所沢出身・大菅岳史さん、国連大使に 最優先課題の拉致解決、世界に訴え 常任理事国入りへ努力
国連の日本政府代表部大使に昨年12月赴任した所沢市出身の大菅岳史さん(57)が埼玉新聞のインタビューに応じ、北朝鮮による日本人拉致問題について「日本の最優先課題で、国際社会に深刻な人権侵害だと訴える」と述べ、解決に向け加盟国などへアピールしていく考えを示した。
日本が戦後の外交課題の一つとしてきた常任理事国入りには「多くの国が目指す中、努力することに尽きる」とした。
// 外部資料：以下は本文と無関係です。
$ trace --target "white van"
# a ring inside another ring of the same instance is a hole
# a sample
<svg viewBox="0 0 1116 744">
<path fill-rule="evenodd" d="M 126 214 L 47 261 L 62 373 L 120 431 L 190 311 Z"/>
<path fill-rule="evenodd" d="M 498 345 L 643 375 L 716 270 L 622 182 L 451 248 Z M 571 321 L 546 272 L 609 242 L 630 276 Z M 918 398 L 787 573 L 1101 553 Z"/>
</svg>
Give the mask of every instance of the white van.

拉致被害者や特定失踪者には川口市出身の田口八重子さん=失踪時(22)=ら県内出身者が複数いる。
大菅さんは「安倍総理はいつかは(朝鮮労働党委員長の)金正恩氏と向き合わなければと発言している」と強調。「日本と北朝鮮の間で解決すべき問題だが、北朝鮮を動かすために国連加盟国などの理解を得て、解決に向け声を上げてもらうことが大事」と説いた。
日本はG4諸国(ドイツ、インド、ブラジル)の一つとして、国連で常任理事国入りを目指してきた。「G4以外にも常任理事国入りを目指す国は多く、その中で少しでも日本への理解と支持が得られるよう努力しなければならない」と主張。
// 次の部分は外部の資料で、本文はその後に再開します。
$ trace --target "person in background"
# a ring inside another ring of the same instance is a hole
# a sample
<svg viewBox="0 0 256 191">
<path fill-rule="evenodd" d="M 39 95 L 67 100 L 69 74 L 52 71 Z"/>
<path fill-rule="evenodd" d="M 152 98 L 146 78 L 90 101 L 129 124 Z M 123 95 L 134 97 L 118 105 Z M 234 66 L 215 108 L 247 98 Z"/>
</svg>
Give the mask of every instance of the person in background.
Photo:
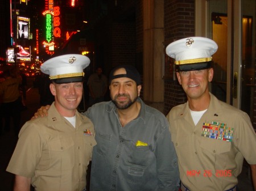
<svg viewBox="0 0 256 191">
<path fill-rule="evenodd" d="M 96 145 L 91 121 L 76 108 L 83 93 L 86 56 L 66 54 L 41 66 L 49 75 L 55 101 L 49 114 L 27 122 L 7 171 L 15 175 L 14 191 L 85 190 L 87 166 Z"/>
<path fill-rule="evenodd" d="M 3 112 L 5 125 L 4 131 L 11 129 L 11 119 L 13 121 L 14 131 L 18 135 L 20 126 L 22 99 L 20 96 L 19 86 L 22 78 L 18 69 L 13 67 L 3 72 L 5 80 L 0 83 L 0 95 L 2 96 L 1 109 Z"/>
<path fill-rule="evenodd" d="M 141 76 L 131 65 L 118 66 L 109 77 L 112 101 L 85 113 L 93 123 L 90 191 L 177 190 L 176 155 L 164 115 L 139 97 Z M 47 114 L 41 107 L 35 117 Z"/>
<path fill-rule="evenodd" d="M 243 158 L 256 190 L 256 134 L 248 115 L 209 92 L 213 77 L 211 39 L 185 38 L 171 43 L 177 78 L 188 101 L 167 117 L 177 155 L 182 191 L 236 191 Z"/>
<path fill-rule="evenodd" d="M 89 91 L 89 107 L 104 101 L 105 95 L 108 90 L 108 79 L 102 74 L 101 67 L 98 67 L 96 72 L 90 75 L 87 85 Z"/>
</svg>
日本の若者の内向き志向が指摘される中で「国連関連機関で2・6%にとどまっている日本人職員数を増やすことなどが必要」とも訴える。
所沢市で1972年まで幼少期を過ごした。その後、親の転勤により3年間、ニューヨークに滞在。「所沢のことを思い返すと、発展途上だった当時の日本と豊かな米国との国力の違いの対比を感じる。帰国後、日本と世界の橋渡しをしたいと考えた」と外交官を志した原点を明かす。
中東二課に勤務していた90年にはイラクがクウェートに侵攻。当時在イラク日本大使館の研究員だった大野元裕知事は同課に退避し、部下として一時働いていたという。
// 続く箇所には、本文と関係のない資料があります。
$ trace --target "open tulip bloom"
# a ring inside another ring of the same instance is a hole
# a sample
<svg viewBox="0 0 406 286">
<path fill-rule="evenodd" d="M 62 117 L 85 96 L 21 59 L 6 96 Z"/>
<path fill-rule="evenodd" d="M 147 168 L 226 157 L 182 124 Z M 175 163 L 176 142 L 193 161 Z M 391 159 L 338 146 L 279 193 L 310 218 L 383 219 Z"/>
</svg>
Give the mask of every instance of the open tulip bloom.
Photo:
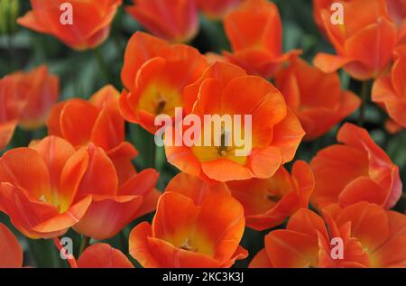
<svg viewBox="0 0 406 286">
<path fill-rule="evenodd" d="M 405 0 L 0 0 L 0 268 L 406 268 L 405 129 Z"/>
</svg>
2005年には在イラク・サマーワ連絡事務所長代行として、自衛隊の復興支援活動の円滑化に努めた。夏は灼熱、冬は気温が2~3度まで下がる過酷な環境の下、自衛隊は「紛争で生活を破壊された人々を助ける『人間の安全保障』の活動をしていた」と振り返り、「私には非常に大きな経験だった」と加えた。
■おおすが・たけし
1962年所沢市生まれ、東大卒。85年、外務省に入省。大臣官房総務課企画官、中東アフリカ局アフリカ部長、大臣官房外務報道官などを経て現職。